See that unassuming square of text at the bottom of page two of today’s Financial Times? No, not the one about Lord Freud. The one to the left of it, with the headline “PM wins battle to give final nod for top civil service posts”. It may not sound particularly thrilling, not like a record fall in unemployment or a puffed-up row about what someone said at a fringe meeting. But it’s still one of the most significant political stories of the day.
This is the happy conclusion of an unhappy struggle between ministers and senior officials. The latter have generally opposed giving the former more sway in the appointments process. They liked the existing set-up by which, when a new permanent secretary was required, the Civil Service Commission presented a single candidate to the Prime Minister, who could then accept or reject their choice. Anything else, they said, would mean politicisation of the Civil Service.

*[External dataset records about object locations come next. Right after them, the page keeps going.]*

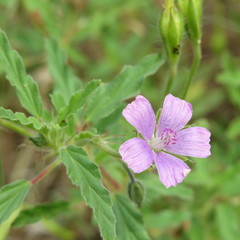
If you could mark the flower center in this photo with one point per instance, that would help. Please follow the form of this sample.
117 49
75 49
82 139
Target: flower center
166 137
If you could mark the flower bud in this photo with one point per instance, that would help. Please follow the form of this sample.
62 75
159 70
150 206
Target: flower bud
39 140
171 31
192 12
136 192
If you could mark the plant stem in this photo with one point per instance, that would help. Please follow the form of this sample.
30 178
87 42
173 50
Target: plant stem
195 65
1 173
15 127
45 171
172 76
110 151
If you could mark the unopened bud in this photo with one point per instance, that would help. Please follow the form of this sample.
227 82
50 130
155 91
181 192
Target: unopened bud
39 140
171 31
192 12
136 192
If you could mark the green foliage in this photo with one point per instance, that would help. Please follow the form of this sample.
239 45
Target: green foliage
228 222
27 89
65 82
85 174
78 99
125 85
39 212
20 118
129 220
11 198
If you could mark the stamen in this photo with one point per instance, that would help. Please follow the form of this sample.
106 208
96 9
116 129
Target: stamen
167 136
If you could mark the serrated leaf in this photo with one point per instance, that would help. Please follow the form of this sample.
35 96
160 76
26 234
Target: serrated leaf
228 222
84 173
27 89
11 197
78 99
22 119
66 83
127 84
43 211
129 220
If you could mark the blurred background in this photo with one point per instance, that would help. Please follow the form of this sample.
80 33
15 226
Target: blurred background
99 37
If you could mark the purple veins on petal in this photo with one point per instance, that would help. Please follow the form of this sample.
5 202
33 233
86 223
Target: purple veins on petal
137 154
175 114
170 136
140 114
171 169
193 142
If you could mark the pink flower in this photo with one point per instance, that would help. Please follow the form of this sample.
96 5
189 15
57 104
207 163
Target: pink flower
160 140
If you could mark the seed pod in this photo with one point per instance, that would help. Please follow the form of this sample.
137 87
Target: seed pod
171 31
192 12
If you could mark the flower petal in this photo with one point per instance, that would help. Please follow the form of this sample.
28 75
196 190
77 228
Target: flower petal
137 154
192 142
171 170
175 114
140 114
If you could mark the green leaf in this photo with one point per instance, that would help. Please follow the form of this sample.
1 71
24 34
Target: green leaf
127 84
37 213
22 119
84 173
78 99
228 222
66 83
11 197
27 89
129 220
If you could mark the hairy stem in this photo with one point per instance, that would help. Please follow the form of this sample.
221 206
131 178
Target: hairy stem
45 171
195 65
110 151
1 173
171 78
16 128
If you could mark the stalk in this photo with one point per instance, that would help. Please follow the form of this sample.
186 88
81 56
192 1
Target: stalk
110 151
195 65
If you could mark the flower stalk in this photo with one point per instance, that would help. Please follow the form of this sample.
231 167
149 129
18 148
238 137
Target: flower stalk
110 151
195 65
172 75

But now that resistance has been overcome – at least in part. From now on, the Civil Service Commission will present a final list of candidates to the Prime Minister, who will then be able to do the prime-ministerial thing and choose for himself. Certain “safeguards” will have to be upheld, however. The Civil Service Commission will still, for instance, decide who is suitable for that final list. If they think that only one person is up to the job, then the list will be only one name long.
I know that doesn’t make this measure sound like much. But, in a way, it’s more important for what it says than for which candidates end up in which particular jobs. And what does it say? That the Prime Minister is in charge. That senior civil servants owe him their jobs. And that they’d better be bloody good at them in return. The old presumptions of the Civil Service will not do.
This was a major theme in the Cabinet Office’s recent “progress report”, in which Francis Maude lamented that “it is apparent that insufficient change has been made to the culture of the Civil Service”. And it was there, too, in the appointment of John Manzoni as Whitehall’s chief executive. As I wrote last week, Manzoni is a sort of new model civil servant: reform-inclined and business-brained.
And one of the best features of these changes is that they are supported right across the political spectrum. The IPPR has made the case for the Prime Minister selecting permanent secretaries in this new way. And Labour’s Michael Dugher backed the idea in a speech last month. In fact, this might be why the Civil Service agreed to it in the end. They knew they’d have to eventually, whoever wins in 2015.